Sometimes 17 Is a Big Number

The number 17 does not come to mind when you think of big numbers, but when you’re working with Common Loons in the Greater Yellowstone Ecosystem (GYE), an isolated population numbering only 22 territorial pairs, small numbers like 17 can be relatively massive. This “big” number was important to the Ricketts Conservation Foundation’s Loon Study team because it was the number of chicks surviving at the end of our field season in the GYE!  To give some context, it is the third most chicks observed in a GYE loon breeding season since monitoring began in 1989 (21 in 1989 and 18 in 2014). When you’re trying to keep a small and isolated population of loons from blinking out of existence, productive years like the one we observed in 2019 are critically important and every single loon chick counts! This is why the Ricketts Conservation Foundation is working hard in collaboration with all our state and federal partners in the GYE to understand the population and mitigate threats to nesting and survival.

Photo Credit – Daniel Poleschook

One of the most critical threats to the GYE loon population is human disturbance of nesting loons which can cause loons to flush off their nests leading to abandonment, depredation of the eggs by predators, or egg inviability due to exposure to the elements. Many loon territories in the GYE have had difficulty hatching chicks in recent years, and even one human caused nest failure has a serious negative impact when working with such a small population! This past season we assisted the Wyoming Game and Fish Department (WGFD) and the Caribou-Targhee National Forest (CTNF) in developing 2 new closures and improving 3 existing closures to protect nesting loons across five lakes in the forest.  We relied upon years of observational data, nest site locations, and trail camera research to inform the design and duration of each closure.  These closures are temporary and are only in place during the nesting period when loons are the most sensitive to human disturbance. Some closures involve just closing off a portion of the lake like a cove, island, or section of marsh, while others require closing off the entire lake to boating or shoreline activities. You may see some of these loon closures in the CTNF as well as other loon closures across the GYE in the early summer as they’re well marked with posted signs and buoys.

Similar to the success targeted closures have in other parts of the loon’s range where conservation efforts work to protect nesting loons, these five closures resulted in four of the territories successfully hatching a total of seven chicks! The one pair to not hatch, unfortunately abandoned their nest due to unknown reasons. We still feel that four out of five is great and 80% can be considered a big number! To add perspective on the effectiveness and importance of these closures, in 2018, a voluntary closure was enacted at Moose Lake in the CTNF which resulted in the first chicks at that territory since 2003! The pair went on to hatch two “big” chicks this year with the improved and non-voluntary closure. Not only is there the obvious benefit of successful nests producing chicks, but minimizing human caused nest failures strengthens loon pair bonds thus improving territory stability in the region, an important aspect of encouraging natural productivity levels and population dynamics. While this early success is promising, it’s important to note that no two lakes are the same and similarly, closures can be very different in design and approach. We’ll continue to work with the agencies to evolve the closures to be effective for loons while also minimizing the impact on human access and recreation.
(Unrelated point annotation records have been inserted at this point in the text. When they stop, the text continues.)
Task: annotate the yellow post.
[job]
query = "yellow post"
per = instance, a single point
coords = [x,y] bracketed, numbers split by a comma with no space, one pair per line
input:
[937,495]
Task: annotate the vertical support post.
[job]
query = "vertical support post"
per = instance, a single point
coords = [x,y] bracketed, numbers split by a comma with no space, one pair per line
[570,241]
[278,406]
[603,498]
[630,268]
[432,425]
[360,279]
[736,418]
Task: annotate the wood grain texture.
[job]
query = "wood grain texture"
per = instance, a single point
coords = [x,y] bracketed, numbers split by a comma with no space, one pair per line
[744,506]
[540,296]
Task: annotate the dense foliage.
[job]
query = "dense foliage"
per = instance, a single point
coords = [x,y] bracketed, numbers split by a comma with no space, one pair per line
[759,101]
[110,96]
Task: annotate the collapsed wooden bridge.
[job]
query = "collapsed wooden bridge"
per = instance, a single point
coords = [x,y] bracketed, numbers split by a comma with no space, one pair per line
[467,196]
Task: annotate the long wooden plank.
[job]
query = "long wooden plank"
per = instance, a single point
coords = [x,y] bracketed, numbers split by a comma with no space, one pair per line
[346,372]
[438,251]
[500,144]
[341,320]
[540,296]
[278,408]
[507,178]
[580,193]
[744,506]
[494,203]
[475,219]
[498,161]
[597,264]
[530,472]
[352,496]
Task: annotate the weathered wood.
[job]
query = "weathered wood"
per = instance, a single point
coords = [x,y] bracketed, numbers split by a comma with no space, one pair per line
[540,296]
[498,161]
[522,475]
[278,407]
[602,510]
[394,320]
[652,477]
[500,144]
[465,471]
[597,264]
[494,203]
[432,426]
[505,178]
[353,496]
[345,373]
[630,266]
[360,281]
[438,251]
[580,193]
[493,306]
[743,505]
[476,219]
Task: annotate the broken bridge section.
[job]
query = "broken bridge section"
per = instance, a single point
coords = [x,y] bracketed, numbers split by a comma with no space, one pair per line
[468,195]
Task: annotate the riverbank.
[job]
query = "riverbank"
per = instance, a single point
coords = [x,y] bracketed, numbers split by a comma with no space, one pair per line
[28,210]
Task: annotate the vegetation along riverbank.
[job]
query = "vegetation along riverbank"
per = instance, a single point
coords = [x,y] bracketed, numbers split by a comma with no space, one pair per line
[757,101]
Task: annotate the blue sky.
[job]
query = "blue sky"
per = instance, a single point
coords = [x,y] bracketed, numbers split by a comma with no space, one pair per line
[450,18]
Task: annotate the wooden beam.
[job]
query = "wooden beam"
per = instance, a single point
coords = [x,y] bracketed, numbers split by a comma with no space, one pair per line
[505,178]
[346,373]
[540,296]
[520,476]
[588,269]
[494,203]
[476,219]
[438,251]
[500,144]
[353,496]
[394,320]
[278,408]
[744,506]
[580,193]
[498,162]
It’s well known that loons are threatened by human impacts across their breeding range, particularly along the southern edge where human populations are the densest. While the GYE loon population is fortunate that development related issues are less of a concern due to the protections of the National Parks and National Forests, it still must share the landscape with the human residents of the GYE and the millions of visitors drawn to the area each year. Targeted and informed conservation actions like these closures help humans and loons share the lakes and preserve the natural integrity of the GYE. We’re proud of these successful efforts to protect loons and commend our agency partners for their work to ensure the persistence of this population. We’re hopeful that together we’ll create a conservation scenario that leads to more “big” numbers of loon chicks in the coming years!